I dont agree :D See my opinion is that yes a divorce might destroy the couple financially, but we all have to make difficult decisions in our lifes at some point and cheating is almost like taking the "best of both worlds" approach for yourself and in the meantime possibly destroying someone emotionally. Its like saying "Ok if I leave I will be screwed financially, if I stay I get no sex, hmmm that decision is too tough for me so I will take option 3, keep my lovely secure and financially stable home with my wife, and cheat with Girl A down the street, win-win for me, and who cares who gets possibly hurt because I want the sex AND to be financially stable"

I think that if your husband/wife agrees to you seeing other people then thats a different thing altogether. And I do understand we all have the urges and desires for sex and it is pretty tough to be told "Never again" but in my opinion, if you are THAT unhappy then leave. No matter if you end up living in a rented bedsit eating baked beans its not fair to cheat on someone....My opinion ofc

Totally agree Fluffbags. As I said I know he was technically buying a product but I still consider it cheating.

We are just extremely lucky we have always been best of friends because that is what has kept us together for better or worse.

Judge not lest ye be judged.

Each person has their own reasons for "cheating"

I am going to be brutally honest, I was married for 15 years, left because of physical abuse, entered into a defacto relationship, which I am still in.

For the past 15 years my OH has never once seen to my needs (I'm talking about the big O), I need direct clitorial stimulation, he doesn't like going down, I know there are other ways he could have seen to my needs, but he never took and interest, as long as he got his rocks off he was happy, and to a degree while disappointed in his lack of interest in my needs, I was happy enough at least to be getting something.

Then 3 years ago we were going at it and all of a sudden he just hopped off. It took him awhile to admit he had lost his libido, and has no desire to get it back, not even to see to my needs (why would he, he hasn't for the past 15 years.) Andropause (male menopause).

"Cheating" never crossed my mind, I wasn't raised that way. So 3 years ago toy usuage started, I have always been a very private person, so when I first started with the toy's I would lock the bedroom door, then I thought maybe if he see's me playing it might interest him, so I left the bedroom door ajar, he has come in several times. looked at what I was doing, done an about face, and closed the door on the way out.

After 3 years of toy usuage only, I was missing out on the intimacy of being naked and wanted as a sexual being. So I did something I never thought I would do, and look for a Lover.

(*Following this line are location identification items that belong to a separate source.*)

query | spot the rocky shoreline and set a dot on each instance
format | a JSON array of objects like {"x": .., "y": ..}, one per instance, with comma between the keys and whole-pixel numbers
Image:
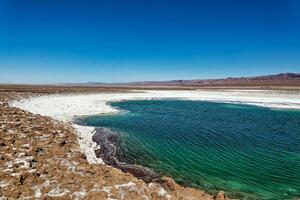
[
  {"x": 40, "y": 158},
  {"x": 108, "y": 152}
]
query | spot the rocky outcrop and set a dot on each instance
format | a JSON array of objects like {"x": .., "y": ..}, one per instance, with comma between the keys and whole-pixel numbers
[{"x": 40, "y": 159}]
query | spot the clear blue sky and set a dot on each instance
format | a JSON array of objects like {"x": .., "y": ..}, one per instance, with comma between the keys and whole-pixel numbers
[{"x": 52, "y": 41}]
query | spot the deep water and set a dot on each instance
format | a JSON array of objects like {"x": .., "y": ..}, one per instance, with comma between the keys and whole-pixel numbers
[{"x": 248, "y": 151}]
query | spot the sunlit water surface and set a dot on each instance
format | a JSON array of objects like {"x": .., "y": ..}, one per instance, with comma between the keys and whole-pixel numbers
[{"x": 248, "y": 151}]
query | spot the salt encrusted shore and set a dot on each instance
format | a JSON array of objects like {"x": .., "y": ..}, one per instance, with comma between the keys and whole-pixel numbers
[
  {"x": 63, "y": 108},
  {"x": 66, "y": 107},
  {"x": 40, "y": 158}
]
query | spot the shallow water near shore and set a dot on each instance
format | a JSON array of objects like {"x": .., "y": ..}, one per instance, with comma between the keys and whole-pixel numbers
[{"x": 248, "y": 151}]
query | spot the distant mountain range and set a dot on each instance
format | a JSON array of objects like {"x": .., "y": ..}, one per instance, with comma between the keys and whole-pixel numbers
[{"x": 282, "y": 79}]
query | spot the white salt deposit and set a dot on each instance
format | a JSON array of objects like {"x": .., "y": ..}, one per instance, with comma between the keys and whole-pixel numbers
[{"x": 65, "y": 107}]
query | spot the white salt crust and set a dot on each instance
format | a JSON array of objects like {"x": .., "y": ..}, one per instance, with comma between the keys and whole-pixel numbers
[{"x": 65, "y": 107}]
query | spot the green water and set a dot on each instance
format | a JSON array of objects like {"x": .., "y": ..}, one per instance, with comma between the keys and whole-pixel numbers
[{"x": 249, "y": 152}]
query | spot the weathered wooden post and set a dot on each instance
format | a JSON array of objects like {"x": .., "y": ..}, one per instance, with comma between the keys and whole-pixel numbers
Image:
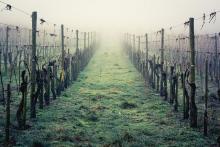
[
  {"x": 84, "y": 40},
  {"x": 133, "y": 50},
  {"x": 146, "y": 60},
  {"x": 88, "y": 44},
  {"x": 33, "y": 65},
  {"x": 139, "y": 53},
  {"x": 62, "y": 46},
  {"x": 206, "y": 100},
  {"x": 216, "y": 59},
  {"x": 7, "y": 125},
  {"x": 62, "y": 75},
  {"x": 193, "y": 108},
  {"x": 162, "y": 61},
  {"x": 6, "y": 50},
  {"x": 77, "y": 51}
]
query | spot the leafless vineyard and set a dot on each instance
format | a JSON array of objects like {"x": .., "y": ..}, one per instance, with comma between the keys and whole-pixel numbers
[
  {"x": 182, "y": 64},
  {"x": 37, "y": 64}
]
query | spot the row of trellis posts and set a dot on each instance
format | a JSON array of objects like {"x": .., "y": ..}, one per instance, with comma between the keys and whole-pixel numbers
[
  {"x": 43, "y": 81},
  {"x": 155, "y": 72}
]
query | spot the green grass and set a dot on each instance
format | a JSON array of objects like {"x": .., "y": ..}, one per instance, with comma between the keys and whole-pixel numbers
[{"x": 109, "y": 105}]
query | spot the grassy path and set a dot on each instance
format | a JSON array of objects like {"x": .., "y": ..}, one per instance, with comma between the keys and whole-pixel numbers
[{"x": 109, "y": 106}]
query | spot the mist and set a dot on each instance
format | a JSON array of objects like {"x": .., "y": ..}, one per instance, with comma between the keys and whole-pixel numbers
[{"x": 111, "y": 16}]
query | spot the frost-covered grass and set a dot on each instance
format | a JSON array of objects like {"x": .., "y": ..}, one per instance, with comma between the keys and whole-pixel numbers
[{"x": 109, "y": 105}]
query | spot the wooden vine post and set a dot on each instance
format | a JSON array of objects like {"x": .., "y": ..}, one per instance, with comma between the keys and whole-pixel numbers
[
  {"x": 162, "y": 61},
  {"x": 7, "y": 124},
  {"x": 139, "y": 54},
  {"x": 33, "y": 65},
  {"x": 88, "y": 44},
  {"x": 6, "y": 50},
  {"x": 216, "y": 60},
  {"x": 206, "y": 99},
  {"x": 77, "y": 52},
  {"x": 62, "y": 76},
  {"x": 193, "y": 108},
  {"x": 146, "y": 60},
  {"x": 84, "y": 40},
  {"x": 133, "y": 50},
  {"x": 62, "y": 46}
]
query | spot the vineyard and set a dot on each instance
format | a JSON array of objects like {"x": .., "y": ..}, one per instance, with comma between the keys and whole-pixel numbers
[
  {"x": 184, "y": 69},
  {"x": 61, "y": 86}
]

I am now 50, and I am happy to say I have found myself a 43 yo Lover, we are exclusive to each other. (I am not a bed hopper nor do I want to become one), my lover is married, so we have a NSA (No Strings Attached) affair that is ongoing.

My lover has made me feel like a woman again, he thinks me as sexy, and tells me I am. a term neither my Ex Husband or Defacto have ever told me. He is smoking hot, and I still have my now 25yo baby belly plus extra weight,

Neither of us are out to hurt our respective partners, but being honest, where I thought I would feel guilt, I now feel extreme pleasure in our discreet rendezvous.

I am once again feeling like a desirable wanted woman.